# Re: normalization

From: <GSLevy.domain.name.hidden>
Date: Tue, 18 Jan 2000 16:27:49 EST

In a message dated 01/18/2000 1:09:02 PM Pacific Standard Time,
jqm1584.domain.name.hidden writes:

> On Tue, 18 Jan 2000 GSLevy.domain.name.hidden wrote:
> > jqm1584.domain.name.hidden writes:
> > > The RSSA is not another way of viewing the world; it is a
> > > category error.
> >
> > I use the RSSA as the basis for calculating what I call the relative
> > probability, in this group the first person probability, or,
equivalently,
>
> > the probability conditional on the life of the observer.

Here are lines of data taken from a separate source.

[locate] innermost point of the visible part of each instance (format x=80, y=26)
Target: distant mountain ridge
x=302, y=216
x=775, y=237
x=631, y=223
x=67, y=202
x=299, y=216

The ASSA is by
> > extension, the assumption for calculating the 3rd person probability.
> >
> > Let us perform a thought experiment.
> > Imagine that you are the scientist in the Schroedinger cat experiment.
>
> Scratch that. Right now let's stick to the example with Bruno and
> the 3 cities, because it's better for the current point.
> Suppose Bruno, in 1999, wants to know if he is more likely to be
> in Washington or in Moscow during 2001.
> First of all, that is not a well defined question, because
> "Bruno" must be defined. Suppose we define it to mean the set of all
> Bruno-like observations, where by "Bruno-like" we can assume we know what
> qualifies.
> But then the question becomes meaningless, because it is 100%
> certain that he will be in *both* cities. A 3rd person would have to
> agree with that, he is in *both* cities.
> So let's ask a meaningful question. Among the set of Bruno-like
> observations in 2001, what is the effective probability of such an
> observation being in Moscow?
> This is just a conditional effective probability so we use the
> same rule we always use:
> p(Moscow|Bruno in 2001) =
> M(Moscow, Bru. 2001) / [M(Moscow, Bru. 2001) + M(Washington, Bru. 2001)]
> where M is the measure.
> So in this case the conditional effective probability of him
> seeing Moscow at that time is 10%, and in *1999* he knows he should brush
> up on his English because his future 'selves' will be affected by that.
>

Fine, you have computed the third person probability. Unfortunately, your
example does not have the option of having an independent observer, and
therefore does not illustrate the concept I am trying to communicate.